CMS needs to design alternative payment models with rural hospitals in mind, the American Hospital Association (AHA) recently argued. Existing models are transforming how healthcare is delivered and paid for, but many new models exclude rural hospitals or do not address the unique challenges of rural healthcare.

“New rural models need to be developed and those currently being tested by the Centers for Medicare & Medicaid Services (CMS) need to be evaluated for success, and if appropriate, expanded and extended,” the association wrote in its 2019 Rural Advocacy Agenda.

The AHA has previously supported global budget payments for rural communities. Fixed payments, like the ones used in the Pennsylvania Rural Health Model, give providers the flexibility to deliver tailored care to their community and the financial security of knowing how much they will be paid regardless of the service.

READ MORE: Top 4 Rural Hospital Challenges with Revenue Cycle Management

The first provider participants expressed similar support for the new payment model.

“Barnes-Kasson, like many small rural hospitals, has been financially struggling for years trying to operate under the instability of a fee-for-service, pay-as-you-provide care system that does not support essential community health services in a low volume environment,” Sara F. Adornato, CEO of the hospital told RevCycleIntelligence.com.

“The Rural Health Model is giving rural hospitals like Barnes the opportunity to stabilize revenues under a set, predictable global budget while participating in a transformative effort to take a new, innovative look at what healthcare could be and should be in a rural community.”

Tammy Anderer, PhD, MSN, CRNP, Chief Administrative Officer of Geisinger’s north-central region, which includes Jersey Shore, agreed.

“Rural communities deserve access to excellent healthcare,” she stated “This model allows us to make new investments in patient care and introduce new care models that focus on the needs of our patients and communities.

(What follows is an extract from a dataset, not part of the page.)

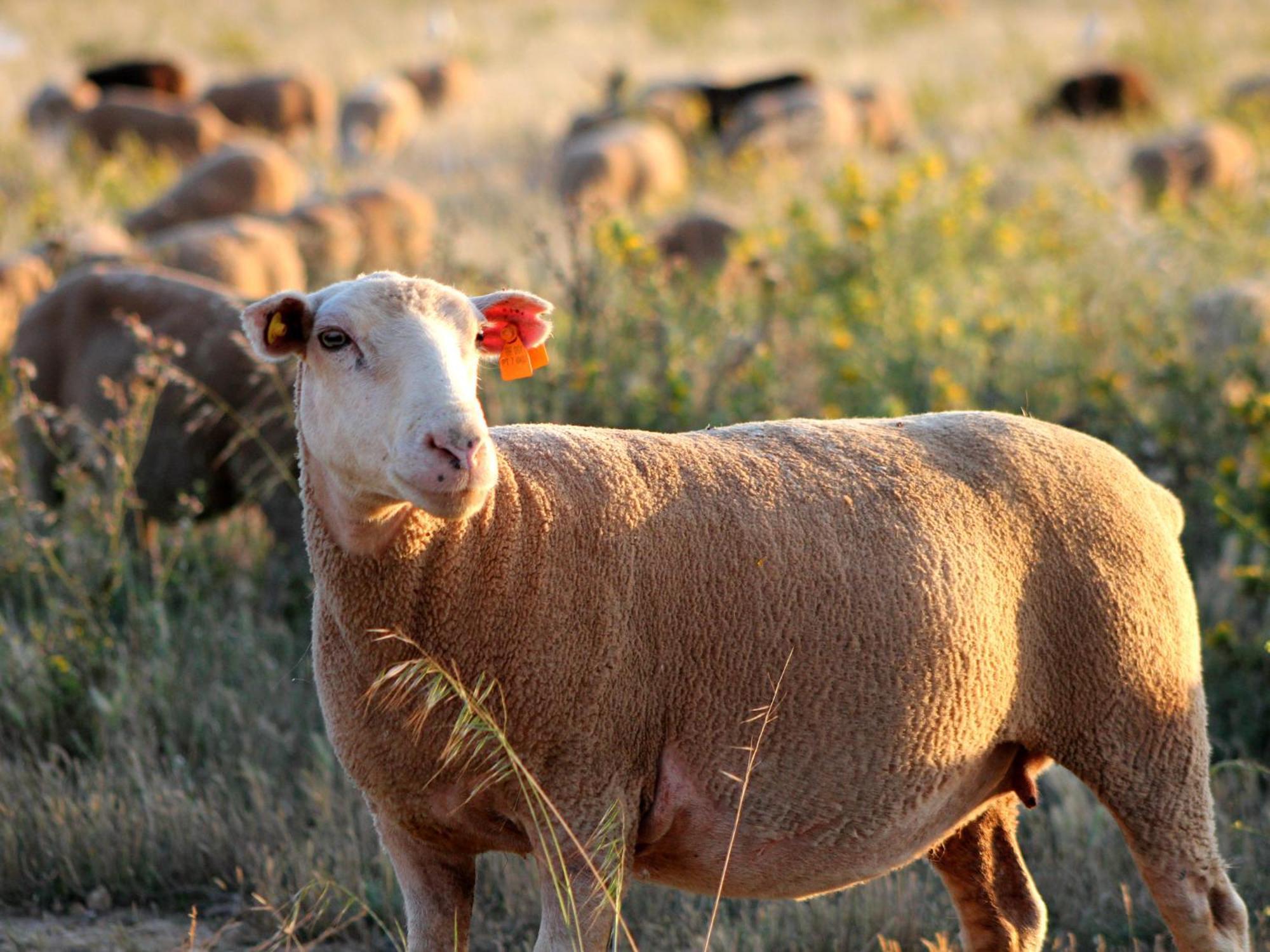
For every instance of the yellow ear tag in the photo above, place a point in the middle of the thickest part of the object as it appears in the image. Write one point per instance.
(277, 329)
(514, 362)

This includes going upstream and looking at community health problems and identifying ways to address these issues.”

As part of the model, the hospital has already started to identify strategies to address their community’s top health problems, including diabetes, frequent emergency department utilization, and heart and lung diseases.

The alternative payment model will also help rural hospitals address social determinants of health, which may be responsible for up to 90 percent of an individual’s long-term health.

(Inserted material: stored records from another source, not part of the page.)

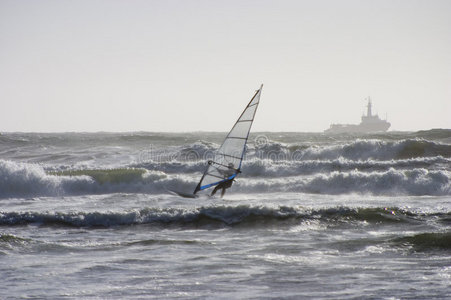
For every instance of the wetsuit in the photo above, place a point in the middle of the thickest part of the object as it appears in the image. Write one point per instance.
(223, 185)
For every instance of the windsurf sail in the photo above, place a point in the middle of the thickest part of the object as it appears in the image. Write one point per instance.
(227, 161)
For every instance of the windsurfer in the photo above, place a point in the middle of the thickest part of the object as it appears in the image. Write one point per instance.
(226, 183)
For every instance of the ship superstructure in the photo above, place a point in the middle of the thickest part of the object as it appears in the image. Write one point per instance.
(369, 123)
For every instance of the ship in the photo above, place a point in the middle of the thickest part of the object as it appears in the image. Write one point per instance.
(369, 123)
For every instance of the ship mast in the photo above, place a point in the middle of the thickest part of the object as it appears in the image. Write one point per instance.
(368, 112)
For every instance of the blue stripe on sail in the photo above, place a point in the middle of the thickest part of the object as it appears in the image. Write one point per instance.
(215, 183)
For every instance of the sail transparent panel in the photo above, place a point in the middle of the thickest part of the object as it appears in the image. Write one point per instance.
(227, 161)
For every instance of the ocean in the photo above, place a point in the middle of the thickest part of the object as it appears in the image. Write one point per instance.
(311, 216)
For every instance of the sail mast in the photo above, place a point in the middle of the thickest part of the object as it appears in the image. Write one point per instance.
(228, 158)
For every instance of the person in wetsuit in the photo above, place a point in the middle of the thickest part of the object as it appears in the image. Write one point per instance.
(227, 183)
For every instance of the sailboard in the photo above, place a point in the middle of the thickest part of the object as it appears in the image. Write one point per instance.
(227, 160)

“Pennsylvania continues to incentivize paying for healthcare services based on quality and outcomes across our Medicaid system, a shift that is important for encouraging health innovation and improved patient outcomes,” Johanna Fabian-Marks, Pennsylvania’s Department of Health Chief of Staff, stated in the announcement. “This global budget model will incorporate whole-person care, social determinants of health, and long-term outcomes and keep our rural populations healthy and help rural hospitals thrive.”